Several other modules should be run before generating splicing data to prepare the data. These include:

  1. molecular_phenotypes/calling/RNA_calling.ipynb (step i): Generate data quality summary with fastqc

  2. molecular_phenotypes/calling/RNA_calling.ipynb (step ii): Trim adaptors

  3. molecular_phenotypes/calling/RNA_calling.ipynb (step iii): Align RNASeq reads with STAR using the wasp option specifically for splicing data

This miniprotocol shows the use of modules for splicing quantification and normalization. They are as follows:

  1. molecular_phenotypes/calling/splicing_calling.ipynb (step i): Quantify splicing with leafcutter or psichomics

  2. molecular_phenotypes/QC/splicing_normalization.ipynb (step ii): Quality control and normalization of splicing data

  3. data_preprocessing/phenotype/gene_annotation.ipynb (step iii): Process splicing data for use in TensorQTL

Steps#

i. Splicing Quantification with Leafcutter (intron usage ratio) or Psichomics (percent spliced in events)#

sos run pipeline/splicing_calling.ipynb leafcutter \
    --cwd output/leaf_cutter/ \
    --samples output/rnaseq/xqtl_protocol_data_bam_list 

sos run pipeline/splicing_calling.ipynb psichomics \
    --cwd output/psichomics/ \
    --samples output/rnaseq/xqtl_protocol_data_bam_list \
    --splicing_annotation hg38_suppa.rds 

ii.
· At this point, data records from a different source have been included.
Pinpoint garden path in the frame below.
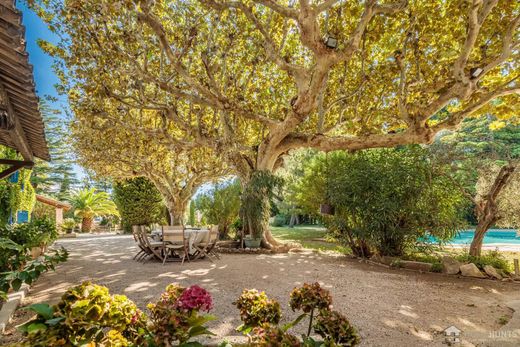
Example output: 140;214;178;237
0;236;520;346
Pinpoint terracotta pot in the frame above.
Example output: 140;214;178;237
31;247;42;259
244;238;262;248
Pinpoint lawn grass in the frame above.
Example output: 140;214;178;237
271;225;348;253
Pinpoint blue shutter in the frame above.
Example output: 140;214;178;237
16;211;29;223
9;171;20;183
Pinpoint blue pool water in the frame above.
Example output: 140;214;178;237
432;229;520;245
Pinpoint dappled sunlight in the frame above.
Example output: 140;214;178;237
457;317;481;330
181;267;214;276
7;237;520;346
469;286;484;290
410;327;433;341
398;305;418;318
124;282;157;292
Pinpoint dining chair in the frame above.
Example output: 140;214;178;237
139;225;165;262
162;225;190;265
194;226;220;263
132;225;147;261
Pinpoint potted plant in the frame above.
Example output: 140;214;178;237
61;218;76;234
244;235;262;248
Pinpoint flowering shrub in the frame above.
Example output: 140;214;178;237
289;282;332;313
251;323;302;347
314;310;359;346
13;282;359;347
236;283;359;347
178;285;213;312
234;289;282;333
17;282;146;346
148;284;215;346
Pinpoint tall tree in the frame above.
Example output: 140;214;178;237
431;115;520;256
31;0;520;246
31;99;78;196
70;188;119;233
72;112;228;224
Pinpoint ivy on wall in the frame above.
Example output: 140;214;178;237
0;169;36;224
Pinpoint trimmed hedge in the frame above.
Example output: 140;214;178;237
113;177;165;232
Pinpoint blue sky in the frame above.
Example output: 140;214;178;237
16;1;84;179
17;1;62;106
17;1;215;193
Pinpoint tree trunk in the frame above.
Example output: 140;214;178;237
168;205;186;225
469;216;497;257
469;163;516;257
81;217;94;233
240;170;281;248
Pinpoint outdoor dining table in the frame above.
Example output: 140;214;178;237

Splicing QC and Normalization#

sos run pipeline/splicing_normalization.ipynb leafcutter_norm \
    --cwd output/leaf_cutter/ \
    --ratios output/leaf_cutter/xqtl_protocol_data_bam_list_intron_usage_perind.counts.gz

sos run pipeline/splicing_normalization.ipynb psichomics_norm \
    --cwd psichomics_output \
    --ratios psichomics_output/psi_raw_data.tsv 

iii. Post Processing for TensorQTL#

sos run pipeline/gene_annotation.ipynb annotate_leafcutter_isoforms \
    --cwd output/leaf_cutter/ \
    --intron_count output/leaf_cutter/xqtl_protocol_data_bam_list_intron_usage_perind_numers.counts.gz \
    --phenoFile output/leaf_cutter/xqtl_protocol_data_bam_list_intron_usage_perind.counts.gz_raw_data.qqnorm.txt \
    --annotation-gtf reference_data/Homo_sapiens.GRCh38.103.chr.reformatted.collapse_only.gene.gtf \
    --sample_participant_lookup reference_data/sample_participant_lookup.rnaseq

sos run pipeline/code/data_preprocessing/phenotype/gene_annotation.ipynb annotate_psichomics_isoforms \
    --cwd psichomics_output \
    --phenoFile psichomics_output/psichomics_raw_data_bedded.qqnorm.txt \
    --annotation-gtf reference_data/Homo_sapiens.GRCh38.103.chr.reformated.ERCC.gene.gtf 

Anticipated Results#

The final output contains the QCed and normalized splicing data from leafcutter and psichomics.